The Javelin has long been at the top of Georgia's wishlist since the 2008 war with Russia over South Ossetia, when Georgia was unable to prevent Russian tanks rolling into Gori. "We don’t really need small arms, we have plenty of them and actually there are many alternative sources to shop for them," then-President Mikheil Saakashvili told Foreign Policy magazine in 2011. "What Georgia really needs is something that it cannot get from anywhere else and that’s anti-air and anti-tank [weapons] and that’s completely obvious … that’s where should be the next stage of the cooperation." The U.S. had been reluctant to oblige, however, wary of encouraging Georgian adventurism and unwilling to escalate tensions with Russia. That attitude has gradually been changing, however, and the U.S. has shifted its military aid to Georgia to focus more heavily on territorial defense.
Starting next spring, around 40-50 U.S. Army officers will begin a three-year program to train Georgian troops in territorial defense. The announcement of that new program raised hopes that American weapons could be part of the training.

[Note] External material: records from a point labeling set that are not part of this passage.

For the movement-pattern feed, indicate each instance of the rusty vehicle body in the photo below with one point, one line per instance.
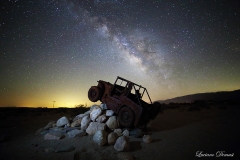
(125, 99)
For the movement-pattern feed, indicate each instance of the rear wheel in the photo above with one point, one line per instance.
(154, 110)
(126, 116)
(94, 94)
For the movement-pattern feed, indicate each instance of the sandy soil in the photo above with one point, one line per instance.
(176, 133)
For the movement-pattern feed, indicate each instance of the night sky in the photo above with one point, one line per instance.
(55, 50)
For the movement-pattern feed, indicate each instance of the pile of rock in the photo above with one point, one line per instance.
(100, 122)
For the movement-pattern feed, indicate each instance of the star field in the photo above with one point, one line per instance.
(56, 50)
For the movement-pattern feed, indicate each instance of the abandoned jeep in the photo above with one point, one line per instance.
(125, 99)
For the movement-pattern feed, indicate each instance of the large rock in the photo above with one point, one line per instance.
(118, 131)
(76, 123)
(80, 116)
(100, 137)
(74, 133)
(147, 139)
(95, 113)
(137, 133)
(103, 106)
(122, 144)
(94, 127)
(126, 133)
(109, 113)
(85, 122)
(49, 125)
(62, 121)
(93, 107)
(112, 122)
(102, 118)
(112, 137)
(53, 136)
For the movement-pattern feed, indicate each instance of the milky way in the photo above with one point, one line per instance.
(55, 50)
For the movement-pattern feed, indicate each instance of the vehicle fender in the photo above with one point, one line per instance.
(136, 108)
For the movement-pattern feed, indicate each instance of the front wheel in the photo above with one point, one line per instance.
(126, 117)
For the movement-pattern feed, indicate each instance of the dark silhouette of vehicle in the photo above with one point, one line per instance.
(125, 99)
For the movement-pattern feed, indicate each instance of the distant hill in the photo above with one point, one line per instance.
(215, 96)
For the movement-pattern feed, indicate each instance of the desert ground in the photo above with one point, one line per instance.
(177, 133)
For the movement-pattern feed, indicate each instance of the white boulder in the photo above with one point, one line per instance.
(94, 127)
(122, 144)
(112, 137)
(62, 121)
(95, 113)
(85, 122)
(100, 137)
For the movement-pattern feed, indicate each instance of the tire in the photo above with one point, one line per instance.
(126, 117)
(94, 94)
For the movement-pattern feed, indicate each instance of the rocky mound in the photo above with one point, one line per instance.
(100, 122)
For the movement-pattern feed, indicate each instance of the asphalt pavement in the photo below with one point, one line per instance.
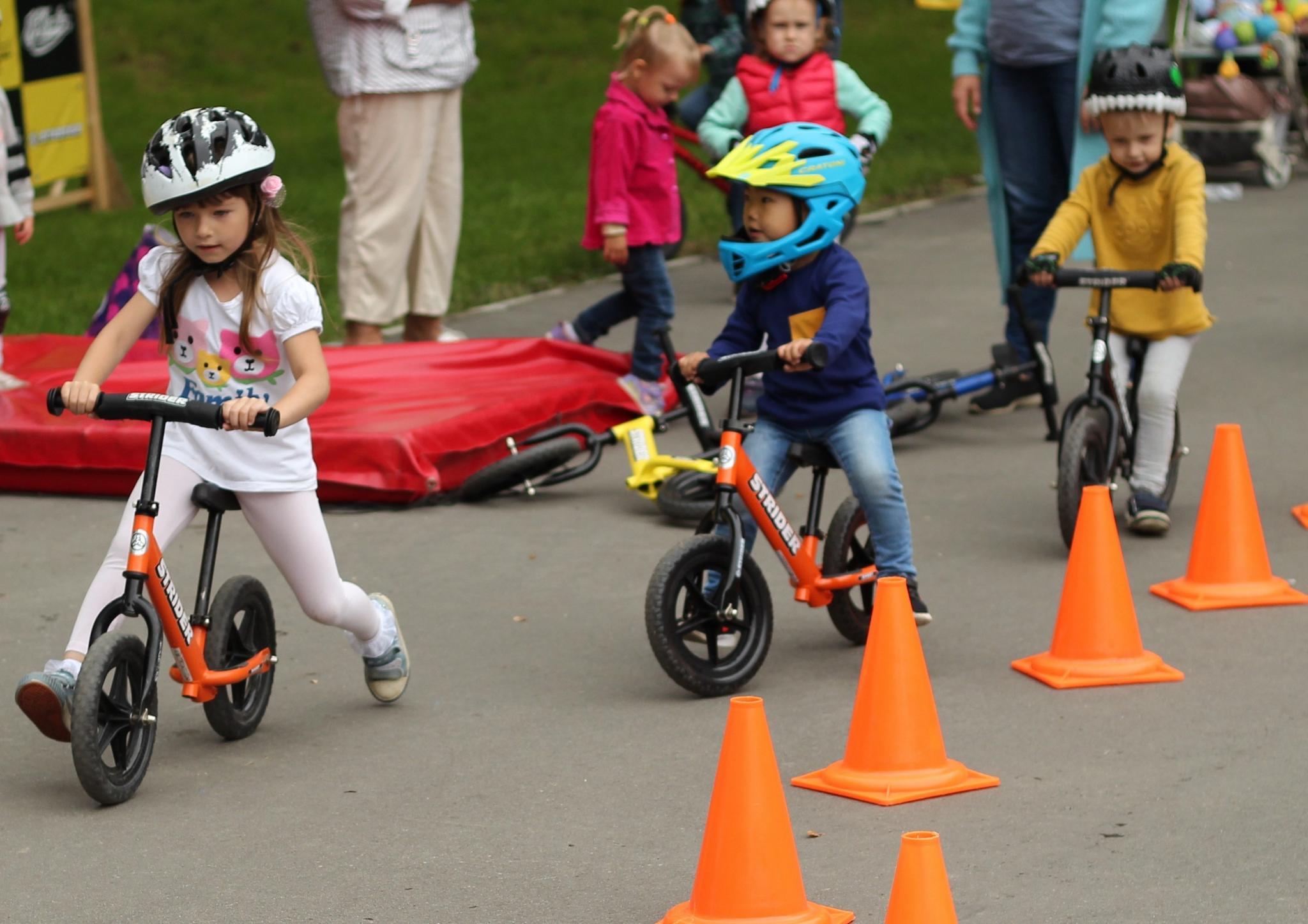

U.S. President Donald “Trump is more uninhibited, he's making it impossible to predict what he will do,” said Irakli Aladashvili, a Georgian defense analyst, in a recent interview with RFE/RL. “So Georgia could get these weapons. Even more so if these battalions are retrained well, and are able to effectively use Javelins or other anti-tank weapons.”
According to the DSCA, the total cost of the Javelin sale is $75 million, which would represent a pretty substantial part of Georgia's defense budget. The most recent draft budget for 2018 would allocate 702 million lari, or about $260 million, to defense. But the bulk of that is for salaries and administrative costs; in 2017 only six percent of the defense budget was devoted to rearmament. If that same ratio were applied to 2018, that would allow only $15.6 million for rearmament, though Defense Minister Levan Izoria has said that within three years Georgia should be spending 20 percent of its budget on rearmament.
But American money also is likely going to pay for part of the Javelins. According to the most recent foreign aid budget in Congress, in 2018 Georgia would get $35 million in Foreign Military Financing aid, which is intended for countries to buy American military hardware. That budget has yet to be approved, however.